Matthew Armstrong, MD a research fellow in hepatology at the School of Immunity and Infection at the Centre for Liver Research at the University of Birmingham, UK,
and Philip Newsome, the university's head of cell therapy and a professor of experimental hepatologyare due to present the latest research on the pharmaceutical.
An article in The Lancet last year, Anderson reported on a phase 2 study of liraglutide, a glucagon-like peptide-1 analog.

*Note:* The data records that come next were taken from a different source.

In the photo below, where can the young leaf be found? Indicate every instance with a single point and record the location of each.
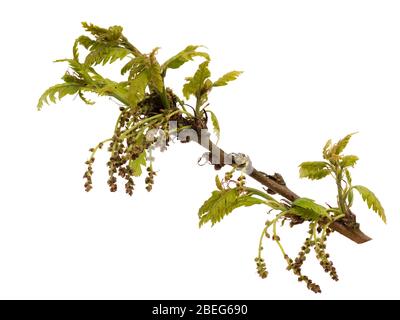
(372, 201)
(136, 165)
(227, 77)
(137, 88)
(194, 84)
(350, 198)
(215, 123)
(338, 148)
(221, 203)
(105, 54)
(182, 57)
(348, 176)
(218, 183)
(327, 152)
(93, 29)
(57, 92)
(314, 170)
(310, 204)
(348, 161)
(84, 99)
(154, 72)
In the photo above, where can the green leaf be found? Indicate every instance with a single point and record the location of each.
(105, 54)
(348, 161)
(221, 203)
(194, 85)
(326, 152)
(314, 170)
(57, 92)
(227, 77)
(348, 176)
(372, 201)
(137, 88)
(86, 42)
(339, 147)
(182, 57)
(350, 197)
(154, 72)
(136, 165)
(93, 29)
(218, 183)
(84, 99)
(310, 204)
(215, 123)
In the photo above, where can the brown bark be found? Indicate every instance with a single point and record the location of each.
(351, 232)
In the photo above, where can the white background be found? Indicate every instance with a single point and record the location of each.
(313, 70)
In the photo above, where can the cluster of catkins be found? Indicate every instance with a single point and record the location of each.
(296, 265)
(128, 144)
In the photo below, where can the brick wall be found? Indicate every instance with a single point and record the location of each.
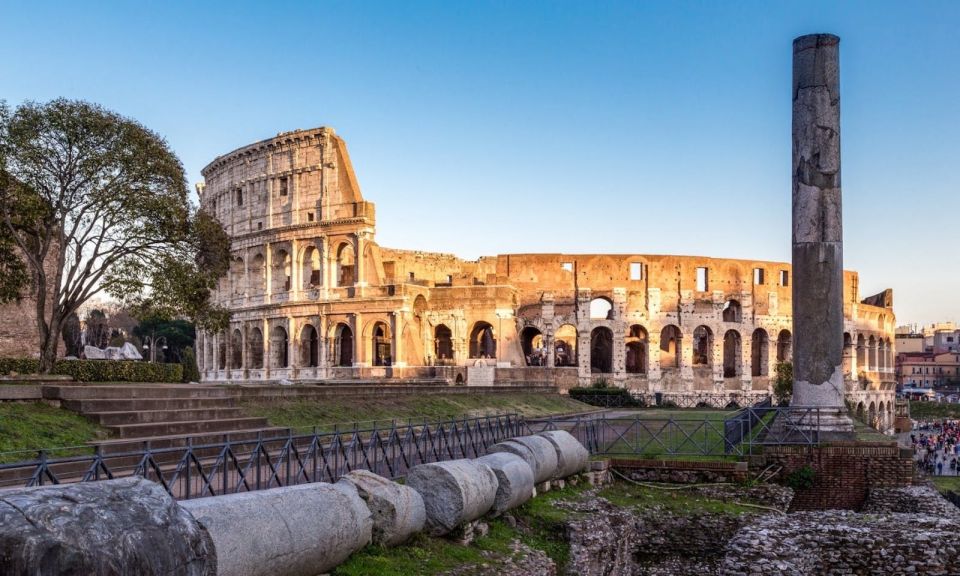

In that article he said liraglutide “significantly improves glycemic control, weight and hepatic steatosis.”
In his study, a substudy of the LEAN trial, 14 patients with NASH got daily injections of the drug for 12 weeks.
“Liraglutide significantly decreased weight, waist circumference, HbA1c, fasting glucose, LDL, and liver enzymes compared with placebo,” Anderson wrote, “Liraglutide significantly increased the suppression of hepatic glucose production with low-dose insulin [and] decreased circulating non-esterified fatty acid (NEFA) in the fasting, low-dose, and high-dose insulin states.” Further, he wrote “Liraglutide significantly reduced the insulin concentration required to half-maximally suppress circulating NEFA and significantly decreased adipose tissue lipolysis, as shown by a reduction in interstitial fluid glycerol concentrations.” The serum markers of adipose inflammation—leptin, adiponectin, and hemokine ligand 2—were also reduced.
He concluded “Liraglutide significantly reduces metabolic dysfunction, hepatic lipogenesis, hepatic and adipose insulin resistance, and adipose inflammation in patients with NASH,” and that GLP-1 analogue therapy might be a novel treatment for patients with this condition.
Thursday’s presentations will also include a report on exome sequencing of liver tumors and the research’s implications for new drug targets and new findings on the use of ledipasvir/sofosbuvir with ribarin for liver transplant patients with HCV infection, preliminary results of a trial called SOLAR2.